In the early time after she passed away, I did not fee this sense of loss. We were not living close to each other, so it seemed no different to be where I was with her gone, than to be where I was with her miles away. In either case, she was present in memory, and with love. Either way I evoked her in memory, thinking of the last time I saw her, or some occasion earlier, and the memories did not change because she had died. I only felt a reflection of the sorrow that others expressed, with a need to reach out to them with comfort.

But the more time expands between then and now, the more I feel the hole in my life that only she might be able to fill. Or perhaps breach: because when I went to her in physical retreat from the problems of the day, and yet I never discussed them with her. We talked about very little, mostly keeping quiet beside each other. We drank tea, we chatted about family or perhaps she corrected my crocheting. Somehow she in her self was a secure removal from daily troubles. After the children came, there were times I simply slept, on the sofa or bed in her room, free from the burdens that I could not escape anywhere else.

This week happens to be one of the decades of the anniversary of her passing. Everywhere I am confronted with re-collections and the sense of emptiness. Even the weather mimicks the unseasonable chill and rain of the week she passed away. I am a creature dependant on the facts

There is something I need to record about her, or maybe a but for now I can only curl into a small space and ask for rest. I need to go now.

Friday, May 14, 2010

What about me? or maybe Mother.

It is easier to write about myself at night, when the sun has set and shadows spread into imaginary shapes that feed the imagination. Mother says that comes from being a fictional being: we gain substance and self-awareness as the real world loosens its hold on us.

We exist no less during the day, but I find it most difficult to know myself while daylight shines and other eyes look at me and reflect onto me their own understanding of who or what I am. That leads to difficulties more often than not. We stall out together, caught between what I am and what, based upon their perceptions, they wish me to be. There are some costumes that do not fit over the size and shape of our bones.

On the other side of the glass, I love to watch the images of us that are depicted by real people acting in the visual arts. My favorite for family is Rutgar Hours' depiction of my father, which presents his spirit most realistically, and Mr. Broderick's role as my Uncle Phillipe. Uncle Matt actually surpasses the character he depicts, it was a happy day that placed him in that role.
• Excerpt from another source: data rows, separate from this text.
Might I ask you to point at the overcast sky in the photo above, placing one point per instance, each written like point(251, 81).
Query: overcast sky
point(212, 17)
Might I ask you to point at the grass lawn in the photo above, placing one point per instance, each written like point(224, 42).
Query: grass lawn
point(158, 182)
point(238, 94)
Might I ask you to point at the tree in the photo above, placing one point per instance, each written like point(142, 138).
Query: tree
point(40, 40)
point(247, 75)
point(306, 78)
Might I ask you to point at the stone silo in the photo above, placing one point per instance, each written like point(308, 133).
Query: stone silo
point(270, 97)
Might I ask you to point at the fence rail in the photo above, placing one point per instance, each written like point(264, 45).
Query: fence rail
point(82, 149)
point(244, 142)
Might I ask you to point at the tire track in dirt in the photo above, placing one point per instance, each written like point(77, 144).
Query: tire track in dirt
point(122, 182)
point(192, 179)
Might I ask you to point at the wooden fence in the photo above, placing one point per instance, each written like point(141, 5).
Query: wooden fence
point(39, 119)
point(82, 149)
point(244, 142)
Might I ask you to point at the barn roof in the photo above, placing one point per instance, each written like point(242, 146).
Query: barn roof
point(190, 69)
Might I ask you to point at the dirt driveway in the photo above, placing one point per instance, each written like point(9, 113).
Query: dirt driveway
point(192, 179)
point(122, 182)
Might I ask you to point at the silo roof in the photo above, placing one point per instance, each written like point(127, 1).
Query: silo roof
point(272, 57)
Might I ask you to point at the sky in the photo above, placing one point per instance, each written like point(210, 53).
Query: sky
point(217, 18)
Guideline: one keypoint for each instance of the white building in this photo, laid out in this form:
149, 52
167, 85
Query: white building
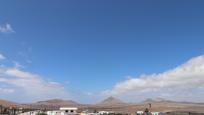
64, 111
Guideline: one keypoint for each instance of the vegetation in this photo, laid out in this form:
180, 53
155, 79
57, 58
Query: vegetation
41, 114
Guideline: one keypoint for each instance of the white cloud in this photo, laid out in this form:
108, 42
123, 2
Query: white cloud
6, 28
2, 57
30, 86
185, 82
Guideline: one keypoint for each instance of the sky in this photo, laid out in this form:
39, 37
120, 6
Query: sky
89, 50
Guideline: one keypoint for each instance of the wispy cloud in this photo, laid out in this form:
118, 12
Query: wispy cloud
181, 83
30, 86
6, 28
2, 57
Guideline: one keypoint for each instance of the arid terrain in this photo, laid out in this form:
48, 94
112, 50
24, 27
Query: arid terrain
113, 104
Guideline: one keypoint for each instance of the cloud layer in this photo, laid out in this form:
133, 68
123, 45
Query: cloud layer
185, 82
26, 86
6, 28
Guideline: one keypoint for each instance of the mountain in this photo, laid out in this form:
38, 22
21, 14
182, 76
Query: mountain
7, 103
158, 100
111, 101
58, 102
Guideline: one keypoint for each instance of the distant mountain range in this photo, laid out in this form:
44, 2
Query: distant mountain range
111, 103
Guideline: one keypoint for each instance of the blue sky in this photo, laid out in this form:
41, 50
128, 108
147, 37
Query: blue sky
91, 46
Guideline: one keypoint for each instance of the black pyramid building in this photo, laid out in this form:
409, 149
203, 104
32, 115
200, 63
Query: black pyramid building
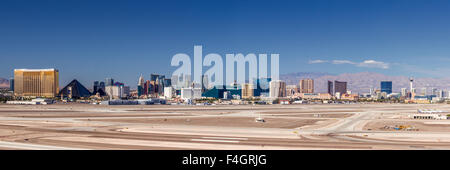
78, 90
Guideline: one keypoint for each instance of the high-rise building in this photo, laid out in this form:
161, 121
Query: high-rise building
140, 87
75, 90
423, 91
168, 92
330, 88
247, 90
95, 87
262, 87
109, 81
153, 77
340, 86
102, 85
307, 86
36, 82
204, 83
404, 92
187, 81
277, 89
167, 82
141, 80
11, 84
174, 82
386, 86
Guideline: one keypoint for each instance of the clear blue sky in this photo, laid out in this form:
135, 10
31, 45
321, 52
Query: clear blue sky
94, 39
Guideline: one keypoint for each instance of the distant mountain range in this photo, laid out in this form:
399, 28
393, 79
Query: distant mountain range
4, 83
357, 82
362, 82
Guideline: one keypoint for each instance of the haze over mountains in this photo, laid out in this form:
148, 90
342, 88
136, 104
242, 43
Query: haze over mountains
362, 82
357, 82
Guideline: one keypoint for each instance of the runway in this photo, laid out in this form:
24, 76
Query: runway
165, 127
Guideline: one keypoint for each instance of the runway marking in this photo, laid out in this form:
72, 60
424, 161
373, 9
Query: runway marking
210, 140
225, 138
27, 146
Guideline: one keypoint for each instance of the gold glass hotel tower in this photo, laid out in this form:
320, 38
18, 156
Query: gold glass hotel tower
36, 82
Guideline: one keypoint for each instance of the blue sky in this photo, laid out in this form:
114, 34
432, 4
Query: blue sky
95, 39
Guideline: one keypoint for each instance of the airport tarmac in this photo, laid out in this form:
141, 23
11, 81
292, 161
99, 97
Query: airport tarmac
228, 127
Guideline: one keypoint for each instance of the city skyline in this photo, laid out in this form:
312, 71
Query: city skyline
387, 37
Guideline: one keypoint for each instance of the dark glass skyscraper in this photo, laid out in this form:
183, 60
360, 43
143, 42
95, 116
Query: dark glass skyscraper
95, 87
11, 84
109, 82
330, 88
262, 86
340, 87
386, 86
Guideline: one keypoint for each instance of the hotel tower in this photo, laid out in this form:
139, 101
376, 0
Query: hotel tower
36, 82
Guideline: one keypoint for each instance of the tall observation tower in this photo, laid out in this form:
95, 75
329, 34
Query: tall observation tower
411, 80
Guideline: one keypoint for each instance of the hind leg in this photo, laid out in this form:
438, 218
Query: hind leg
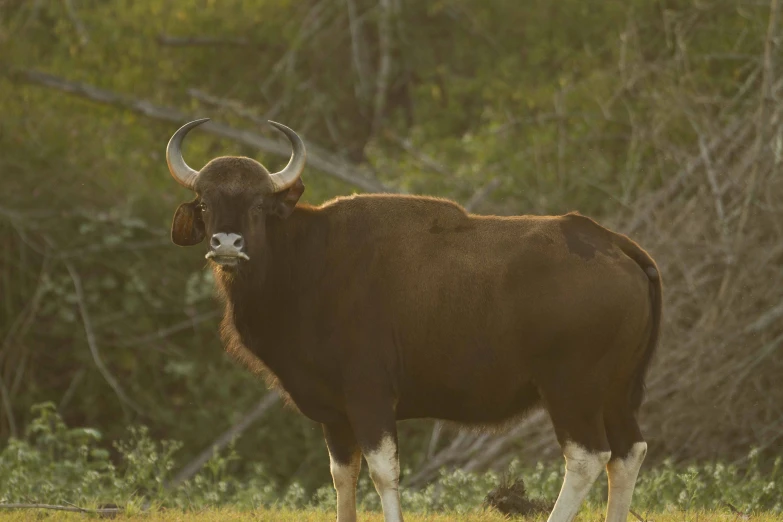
628, 452
582, 436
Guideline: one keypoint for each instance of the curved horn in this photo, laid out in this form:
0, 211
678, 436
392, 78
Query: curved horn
184, 175
291, 172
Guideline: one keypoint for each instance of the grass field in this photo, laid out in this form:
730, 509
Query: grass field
586, 515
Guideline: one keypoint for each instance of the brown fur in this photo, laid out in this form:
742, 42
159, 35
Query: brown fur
373, 308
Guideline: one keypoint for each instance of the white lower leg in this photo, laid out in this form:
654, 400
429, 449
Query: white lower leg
384, 469
344, 477
622, 480
582, 468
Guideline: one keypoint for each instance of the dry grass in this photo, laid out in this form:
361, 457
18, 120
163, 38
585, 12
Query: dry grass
586, 515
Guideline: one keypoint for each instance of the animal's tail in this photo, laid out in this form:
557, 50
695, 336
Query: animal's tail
648, 265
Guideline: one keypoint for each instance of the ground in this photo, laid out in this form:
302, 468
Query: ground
227, 515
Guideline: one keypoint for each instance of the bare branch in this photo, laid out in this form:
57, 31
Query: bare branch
201, 41
92, 343
236, 107
225, 439
384, 64
359, 50
165, 332
9, 412
437, 429
317, 157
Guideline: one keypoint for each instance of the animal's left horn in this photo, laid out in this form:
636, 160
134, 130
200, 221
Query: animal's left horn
291, 172
184, 175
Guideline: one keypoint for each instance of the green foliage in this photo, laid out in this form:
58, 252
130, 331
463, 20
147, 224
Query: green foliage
57, 464
569, 104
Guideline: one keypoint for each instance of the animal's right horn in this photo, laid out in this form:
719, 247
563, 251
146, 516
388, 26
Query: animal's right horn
180, 170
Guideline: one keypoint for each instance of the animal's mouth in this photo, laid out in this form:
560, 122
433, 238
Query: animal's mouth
228, 260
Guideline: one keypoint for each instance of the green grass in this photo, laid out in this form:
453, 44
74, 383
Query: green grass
227, 514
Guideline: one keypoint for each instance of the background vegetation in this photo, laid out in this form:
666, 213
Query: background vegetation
661, 118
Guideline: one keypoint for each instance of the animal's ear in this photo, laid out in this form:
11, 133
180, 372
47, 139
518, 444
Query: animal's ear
187, 228
286, 201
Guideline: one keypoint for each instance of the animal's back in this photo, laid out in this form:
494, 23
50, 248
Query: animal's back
473, 299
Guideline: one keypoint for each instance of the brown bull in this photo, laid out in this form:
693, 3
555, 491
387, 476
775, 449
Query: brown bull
375, 308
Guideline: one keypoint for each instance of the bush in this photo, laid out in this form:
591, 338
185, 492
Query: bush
57, 464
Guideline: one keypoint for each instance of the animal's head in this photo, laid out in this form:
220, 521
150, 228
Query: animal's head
235, 196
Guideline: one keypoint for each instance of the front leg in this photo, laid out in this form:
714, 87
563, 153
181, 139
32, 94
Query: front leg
345, 462
375, 426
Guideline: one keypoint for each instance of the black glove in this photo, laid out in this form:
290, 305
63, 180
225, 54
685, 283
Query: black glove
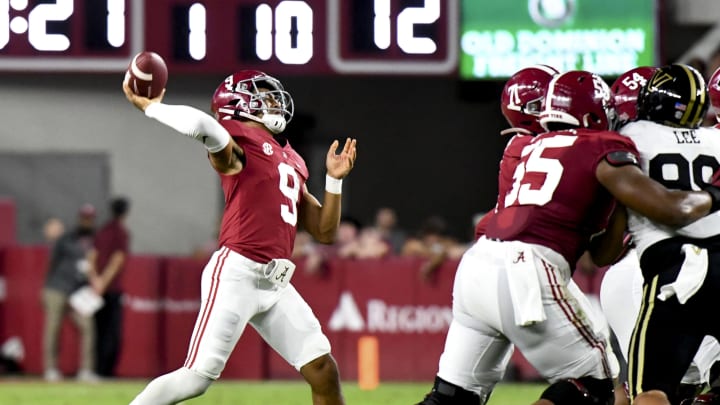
714, 190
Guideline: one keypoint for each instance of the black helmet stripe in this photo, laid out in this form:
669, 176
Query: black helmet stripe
693, 109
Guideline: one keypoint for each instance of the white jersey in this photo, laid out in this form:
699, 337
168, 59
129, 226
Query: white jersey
679, 158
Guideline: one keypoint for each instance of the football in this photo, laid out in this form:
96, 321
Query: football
147, 74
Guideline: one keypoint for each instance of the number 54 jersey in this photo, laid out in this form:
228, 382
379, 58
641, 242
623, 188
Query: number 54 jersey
678, 158
262, 201
556, 200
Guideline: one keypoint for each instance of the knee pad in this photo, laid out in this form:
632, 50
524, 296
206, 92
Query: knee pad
580, 391
445, 393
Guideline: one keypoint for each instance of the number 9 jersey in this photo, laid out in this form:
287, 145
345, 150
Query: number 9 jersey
678, 158
262, 201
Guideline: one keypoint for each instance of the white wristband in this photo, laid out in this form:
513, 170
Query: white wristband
333, 185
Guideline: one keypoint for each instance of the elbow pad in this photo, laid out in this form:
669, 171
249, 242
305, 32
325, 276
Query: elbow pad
192, 123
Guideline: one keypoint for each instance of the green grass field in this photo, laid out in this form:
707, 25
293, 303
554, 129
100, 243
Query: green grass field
34, 392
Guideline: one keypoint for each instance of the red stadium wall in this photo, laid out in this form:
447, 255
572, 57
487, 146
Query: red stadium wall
383, 298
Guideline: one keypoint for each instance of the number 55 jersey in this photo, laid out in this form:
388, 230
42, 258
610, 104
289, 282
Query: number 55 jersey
678, 158
556, 200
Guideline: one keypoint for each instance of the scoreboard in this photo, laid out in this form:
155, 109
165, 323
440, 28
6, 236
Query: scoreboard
304, 37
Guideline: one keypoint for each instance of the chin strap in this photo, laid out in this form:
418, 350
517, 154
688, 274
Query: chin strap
274, 122
513, 131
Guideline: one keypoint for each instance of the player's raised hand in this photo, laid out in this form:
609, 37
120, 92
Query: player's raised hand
139, 101
339, 165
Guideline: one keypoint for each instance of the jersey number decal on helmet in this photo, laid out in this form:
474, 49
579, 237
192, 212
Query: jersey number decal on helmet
290, 188
522, 192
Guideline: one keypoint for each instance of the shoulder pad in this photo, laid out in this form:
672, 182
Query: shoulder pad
622, 158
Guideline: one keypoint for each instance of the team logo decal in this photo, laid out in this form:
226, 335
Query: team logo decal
551, 13
267, 149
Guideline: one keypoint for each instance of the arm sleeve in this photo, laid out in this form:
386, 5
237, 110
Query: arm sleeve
191, 122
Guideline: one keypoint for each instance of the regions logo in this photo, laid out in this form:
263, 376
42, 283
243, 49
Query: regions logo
384, 318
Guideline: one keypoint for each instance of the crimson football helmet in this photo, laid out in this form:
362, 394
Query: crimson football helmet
522, 98
625, 91
578, 98
714, 90
256, 96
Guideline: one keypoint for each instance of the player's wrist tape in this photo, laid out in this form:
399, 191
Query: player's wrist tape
333, 185
714, 192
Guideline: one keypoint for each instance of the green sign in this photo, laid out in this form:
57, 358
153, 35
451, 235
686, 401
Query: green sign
607, 37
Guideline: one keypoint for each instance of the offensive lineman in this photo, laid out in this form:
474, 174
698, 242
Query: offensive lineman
511, 286
247, 279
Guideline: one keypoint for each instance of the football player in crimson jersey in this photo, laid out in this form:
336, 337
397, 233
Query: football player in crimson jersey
621, 288
511, 285
247, 279
521, 103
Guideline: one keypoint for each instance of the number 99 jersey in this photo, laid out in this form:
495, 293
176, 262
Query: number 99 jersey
678, 158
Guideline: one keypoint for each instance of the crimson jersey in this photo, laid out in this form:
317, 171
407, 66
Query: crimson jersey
511, 158
555, 199
262, 201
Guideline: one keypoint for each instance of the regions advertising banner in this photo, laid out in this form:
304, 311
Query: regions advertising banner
608, 37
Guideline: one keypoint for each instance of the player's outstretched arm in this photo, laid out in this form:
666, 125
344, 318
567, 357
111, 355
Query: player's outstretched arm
225, 155
606, 247
322, 220
651, 199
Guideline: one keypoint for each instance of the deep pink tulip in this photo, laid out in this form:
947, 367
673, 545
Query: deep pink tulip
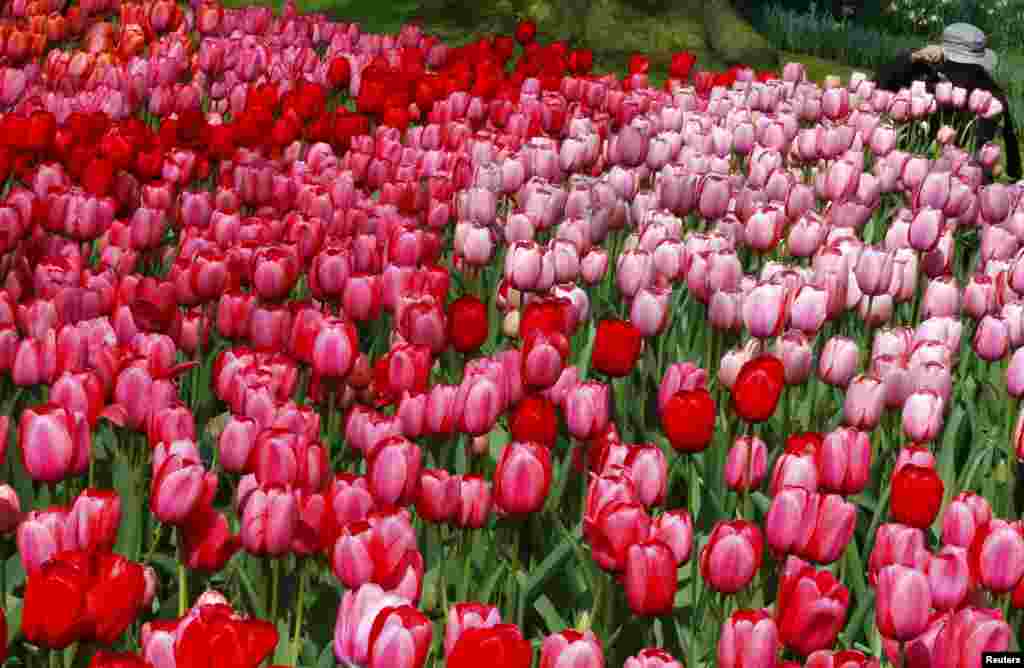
177, 488
675, 529
839, 361
844, 461
399, 637
463, 617
652, 658
897, 544
732, 555
923, 416
10, 509
393, 471
522, 478
586, 409
571, 650
40, 536
948, 577
967, 513
903, 602
970, 632
864, 402
474, 502
810, 609
649, 470
749, 638
650, 578
54, 444
996, 556
268, 522
745, 464
354, 624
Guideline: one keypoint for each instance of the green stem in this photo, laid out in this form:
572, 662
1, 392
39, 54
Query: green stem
274, 580
182, 578
300, 606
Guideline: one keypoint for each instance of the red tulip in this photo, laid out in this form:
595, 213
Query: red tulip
916, 496
499, 646
639, 64
845, 659
749, 638
54, 443
681, 65
732, 555
535, 418
522, 477
399, 638
103, 659
619, 526
811, 608
468, 324
904, 602
100, 593
218, 636
650, 578
393, 471
94, 520
616, 347
688, 420
758, 388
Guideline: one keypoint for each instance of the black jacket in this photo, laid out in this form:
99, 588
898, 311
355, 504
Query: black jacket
902, 72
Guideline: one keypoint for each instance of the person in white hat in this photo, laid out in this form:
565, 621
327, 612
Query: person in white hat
964, 58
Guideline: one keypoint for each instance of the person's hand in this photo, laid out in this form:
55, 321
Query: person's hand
931, 53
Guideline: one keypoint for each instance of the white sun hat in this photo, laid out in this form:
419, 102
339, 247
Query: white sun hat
967, 43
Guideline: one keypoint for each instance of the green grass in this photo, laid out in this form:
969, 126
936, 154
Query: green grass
389, 15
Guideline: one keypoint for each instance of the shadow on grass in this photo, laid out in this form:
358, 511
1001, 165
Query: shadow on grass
389, 15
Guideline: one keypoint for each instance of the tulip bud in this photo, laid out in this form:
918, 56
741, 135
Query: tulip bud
903, 602
745, 464
732, 556
749, 637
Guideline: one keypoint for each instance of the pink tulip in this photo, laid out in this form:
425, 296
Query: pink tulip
811, 608
864, 401
923, 416
586, 409
40, 536
54, 444
745, 464
474, 502
399, 637
650, 578
177, 488
966, 514
948, 577
522, 478
463, 617
749, 637
904, 600
354, 624
844, 462
839, 361
268, 522
732, 556
651, 658
969, 633
997, 556
393, 471
675, 529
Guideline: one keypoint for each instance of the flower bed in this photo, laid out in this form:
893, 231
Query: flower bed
325, 346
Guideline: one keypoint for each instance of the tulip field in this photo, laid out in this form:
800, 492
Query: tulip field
325, 347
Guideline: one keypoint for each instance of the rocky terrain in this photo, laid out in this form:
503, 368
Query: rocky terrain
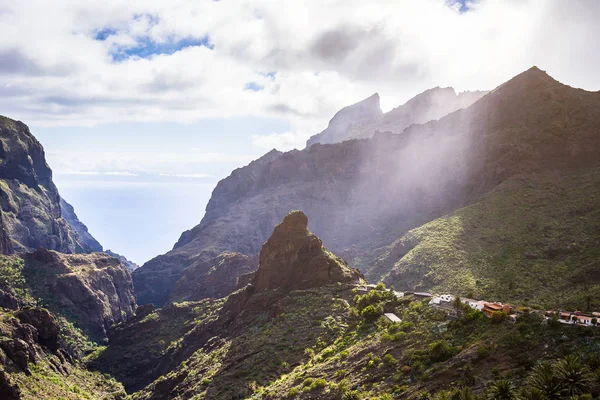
34, 363
131, 266
29, 201
317, 336
68, 213
292, 261
94, 290
364, 119
363, 195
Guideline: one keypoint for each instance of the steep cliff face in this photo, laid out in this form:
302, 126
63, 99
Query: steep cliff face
427, 106
214, 278
29, 200
131, 266
296, 275
94, 291
35, 365
293, 259
350, 122
364, 194
68, 213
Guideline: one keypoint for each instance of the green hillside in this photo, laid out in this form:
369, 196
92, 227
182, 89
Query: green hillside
533, 240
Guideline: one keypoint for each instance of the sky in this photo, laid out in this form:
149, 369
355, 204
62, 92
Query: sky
143, 106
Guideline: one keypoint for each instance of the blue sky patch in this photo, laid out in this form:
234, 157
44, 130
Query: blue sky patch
254, 86
146, 47
103, 34
271, 75
463, 5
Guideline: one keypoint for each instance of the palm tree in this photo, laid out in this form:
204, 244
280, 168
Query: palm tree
502, 390
543, 379
533, 394
457, 303
574, 376
465, 394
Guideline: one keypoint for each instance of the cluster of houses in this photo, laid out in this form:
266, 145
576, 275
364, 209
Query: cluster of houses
446, 302
575, 317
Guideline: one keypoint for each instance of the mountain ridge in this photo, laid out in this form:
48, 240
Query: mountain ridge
364, 193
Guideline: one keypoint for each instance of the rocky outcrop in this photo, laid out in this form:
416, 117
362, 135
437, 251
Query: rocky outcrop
23, 335
293, 258
365, 194
29, 201
430, 105
350, 122
214, 278
95, 291
131, 266
68, 213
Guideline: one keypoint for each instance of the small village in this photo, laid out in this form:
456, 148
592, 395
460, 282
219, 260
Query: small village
447, 303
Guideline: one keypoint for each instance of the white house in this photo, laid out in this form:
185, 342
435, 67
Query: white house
474, 304
447, 298
392, 317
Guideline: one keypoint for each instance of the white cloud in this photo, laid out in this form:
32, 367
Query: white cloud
326, 54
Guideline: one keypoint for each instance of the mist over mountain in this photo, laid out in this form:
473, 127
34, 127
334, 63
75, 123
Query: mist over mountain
498, 198
364, 119
362, 195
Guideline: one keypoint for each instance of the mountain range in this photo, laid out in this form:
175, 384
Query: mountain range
489, 195
365, 196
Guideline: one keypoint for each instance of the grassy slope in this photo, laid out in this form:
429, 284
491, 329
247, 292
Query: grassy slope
312, 344
44, 382
533, 240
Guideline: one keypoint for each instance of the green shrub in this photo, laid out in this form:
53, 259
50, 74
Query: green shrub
440, 351
340, 373
482, 352
370, 313
390, 360
351, 395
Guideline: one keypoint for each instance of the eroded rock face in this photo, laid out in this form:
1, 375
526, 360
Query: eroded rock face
214, 278
95, 290
293, 258
350, 122
68, 213
364, 119
365, 194
29, 201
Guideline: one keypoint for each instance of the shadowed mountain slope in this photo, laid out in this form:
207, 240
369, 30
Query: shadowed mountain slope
365, 194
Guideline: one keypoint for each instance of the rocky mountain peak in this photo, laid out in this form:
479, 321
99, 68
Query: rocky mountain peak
530, 82
293, 258
347, 119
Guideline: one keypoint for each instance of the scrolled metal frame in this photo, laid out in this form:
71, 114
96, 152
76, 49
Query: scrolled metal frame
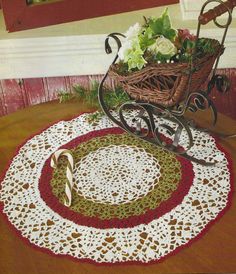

I think you should take great care to remember, now in your real life and in all stories you read, that wherever the person is, there is both evil and good, and that Good always triumphs at the end, with sorrow for those who we love that have fallen along the way.

Thursday, May 13, 2010

My First Post - May 2010

I, a fictional character, now proceed to establish my self. I am myself Isabo Emilia Navarr-d'Anjou, also known as Mrs. Inigo Montoya. My ancestry and parentage is distinguished, my own character without fault, save that I do not attend the Holy Mysteries as often as I should or would like. But what can I say? our travel schedule is erratic. When I find myself in the vicinity of a church and able to attend service, I go.

I feel myself a creature outside time in some ways. Not as Our Lord and God is outside time, that is, within Eternity, but somehow my own life is bound loosely to the stable thread of chronology. I once had a chain-linked rosary from which some beads had broken, leaving just the metal thread, and my fingers had to pause in their jump from bead to bead and add in the appropriate prayer without the physical object intended for that sequence. In similar ways I feel I have skipped through moments of time within my own lifetime. I had a beginning, I will have an end, but the flow and pattern of my life has been. . .interrupted.

My mother had some things to say about this, my father a few more - my husband very little, but we are living in a very moment-to-moment existence. God willing, I shall have more time to explore all this.